COA on the other hand has fallen into the saas world through an acquisition in the public sector procurement space. It is taking a much more cautious approach, being prepared to pick up on what it sees as the 'second wave' of saas adoption. Instead, it is using its acquired expertise to test out different aspects of procurement such as spend analytics as a way of seeing how saas demand breaks out. It is also using the ancillary acquired data center expertise to provide managed services to its customers.
In my conversation with the company, we discussed the potential for proliferating user numbers at relatively low cost. This was something I discussed in the context of SAP and BI, comparing SAP's approach via its BusinessObjects acquisition and a wee company I stumbled across doing great things: PivotLink.
COA has tended to be carefully acquisitive but the saas trend is giving it pause for thought. There are not that many potential targets that would readily fit into its current portfolio. What's more, it's unlikely there will be many candidates in the near term, even though the company knows it will have to restart acquiring in the next 6-9 months. That pre-supposes COA doesn't plan any major changes to its vertical market strategy.
Being in a position where for the moment at least it has to figure out saas for itself means COA has a difficult time articulating benefits. It is only understanding what benefits are likely to accrue to customers as it takes tentative steps towards saas/on-demand. While I appreciate COA's caution and see why it is placing those types of bet, I think there are better ways to work this one out.

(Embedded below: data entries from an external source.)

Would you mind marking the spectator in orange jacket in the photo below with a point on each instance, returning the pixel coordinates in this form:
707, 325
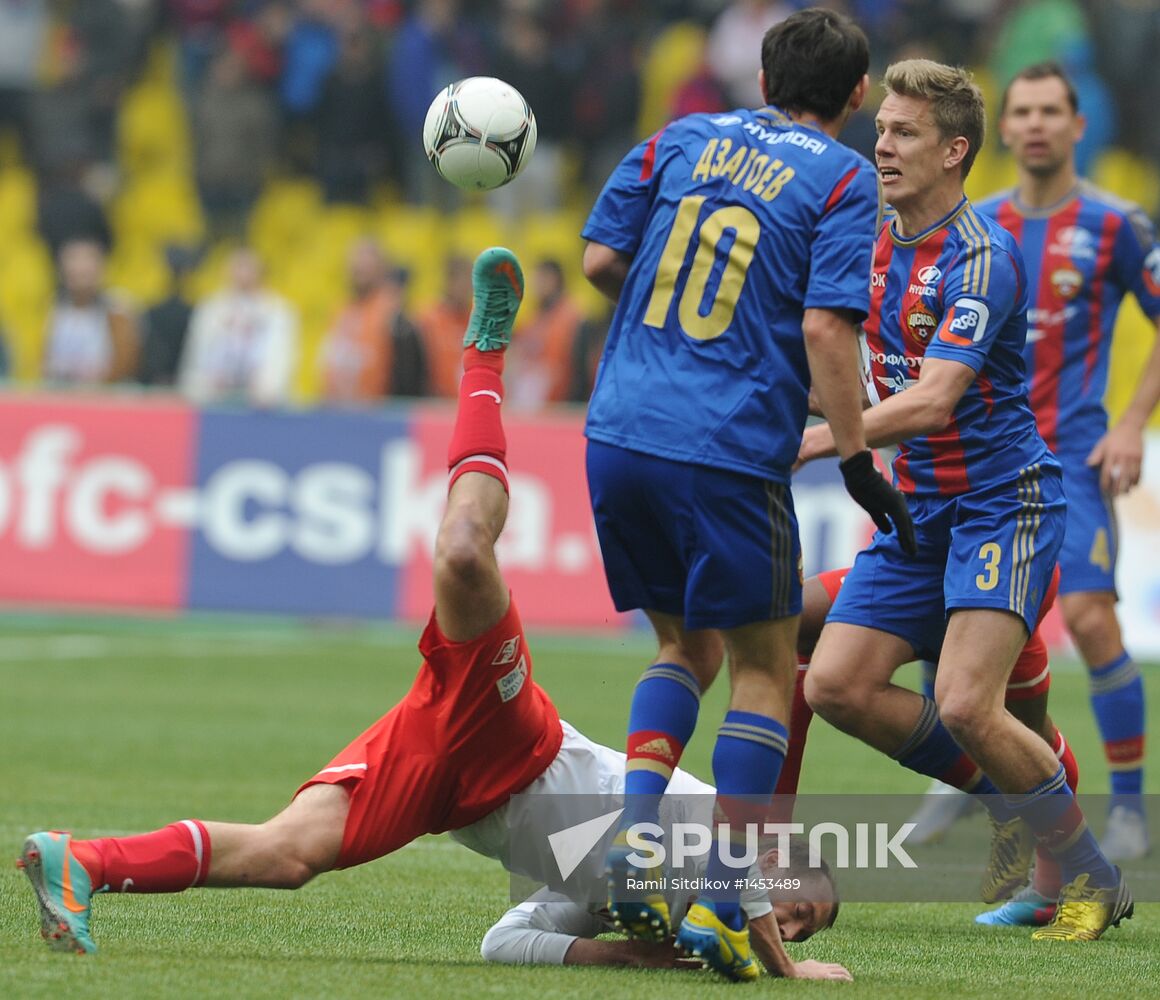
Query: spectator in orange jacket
372, 349
442, 326
92, 335
542, 357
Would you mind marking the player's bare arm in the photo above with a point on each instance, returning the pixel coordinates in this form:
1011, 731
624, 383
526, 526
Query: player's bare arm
767, 943
635, 954
832, 347
925, 408
606, 269
1119, 453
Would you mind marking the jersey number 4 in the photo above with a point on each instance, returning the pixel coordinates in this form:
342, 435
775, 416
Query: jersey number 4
694, 321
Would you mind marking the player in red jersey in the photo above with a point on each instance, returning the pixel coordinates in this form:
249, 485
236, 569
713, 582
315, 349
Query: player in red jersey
1085, 251
473, 730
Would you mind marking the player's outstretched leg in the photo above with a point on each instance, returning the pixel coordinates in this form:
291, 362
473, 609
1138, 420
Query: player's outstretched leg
470, 594
64, 891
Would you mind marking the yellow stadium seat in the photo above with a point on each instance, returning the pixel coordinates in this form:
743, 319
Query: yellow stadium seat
471, 230
153, 131
210, 273
17, 202
137, 268
161, 207
284, 216
413, 238
552, 234
27, 290
1131, 343
674, 57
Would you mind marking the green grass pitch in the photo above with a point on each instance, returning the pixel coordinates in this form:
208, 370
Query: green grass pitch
117, 726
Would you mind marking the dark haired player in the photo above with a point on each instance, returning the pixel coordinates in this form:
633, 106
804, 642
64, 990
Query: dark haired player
1085, 251
737, 248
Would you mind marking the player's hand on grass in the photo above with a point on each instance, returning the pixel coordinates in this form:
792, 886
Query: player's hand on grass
881, 500
1118, 455
811, 969
651, 955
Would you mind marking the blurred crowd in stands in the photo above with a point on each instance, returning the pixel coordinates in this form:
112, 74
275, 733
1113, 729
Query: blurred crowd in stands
231, 197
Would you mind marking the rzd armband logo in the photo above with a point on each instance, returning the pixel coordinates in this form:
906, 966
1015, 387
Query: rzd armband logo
965, 323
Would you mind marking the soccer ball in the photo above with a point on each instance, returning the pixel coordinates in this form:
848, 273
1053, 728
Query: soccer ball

In the meantime, while I have no doubt that both companies will do well in large part because they are both well managed and have solid cash positions they are running the risk of having maintenance revenues come increasingly under the spotlight. Yesterday, Ray Wang argued that:
- Continued weakness in the economy. Vendor revenues continue to decline as new license sales drop and vendors become more dependent on support and maintenance revenues. Customers looking to upgrade or commit to new apps can expect vendors to be more generous on the support and maintenance front.
- Dated and inflexible architecture of legacy applications. Change in business models, workplace dynamics, and macro economic conditions apply new pressures to aging systems purchased pre-Y2K. Customers seek paths to upgrade but are limited by economic pressures.
- Vendor awareness of customer discontent with existing support offerings. Customers now seek to understand what value vendors deliver in their support and maintenance agreements. Many vendors have proactively responded by improving service or making appropriate concessions.
- Growing acceptance of third party maintenance (3PM) options. Vendors such as Rimini Street and Spinnaker have proven to the market that they can deliver 3PM to an array of ERP applications. Cutting maintenance fees by 50% or more can free up funds for innovation or pay for the next upgrade.
While Ray is targeting the larger vendors, the same general principles can be applied to any vendor. SAP and Oracle can withstand a degree of pressure on the maintenance issue, smaller vendors are less able to do so. It's a matter of scale.
The industry as a whole is in a state of generalized top line license revenue decline, a trend I see no sign of reversing in organic terms. Shaving even 10-20% from the high margin maintenance line item will have a much larger impact on smaller players.
That suggests to me that rather than 'wait and see' on saas, the better strategy is to consider an orderly but progressive switch to a services based business that embraces saas across as many categories as possible in the next 1-3 years.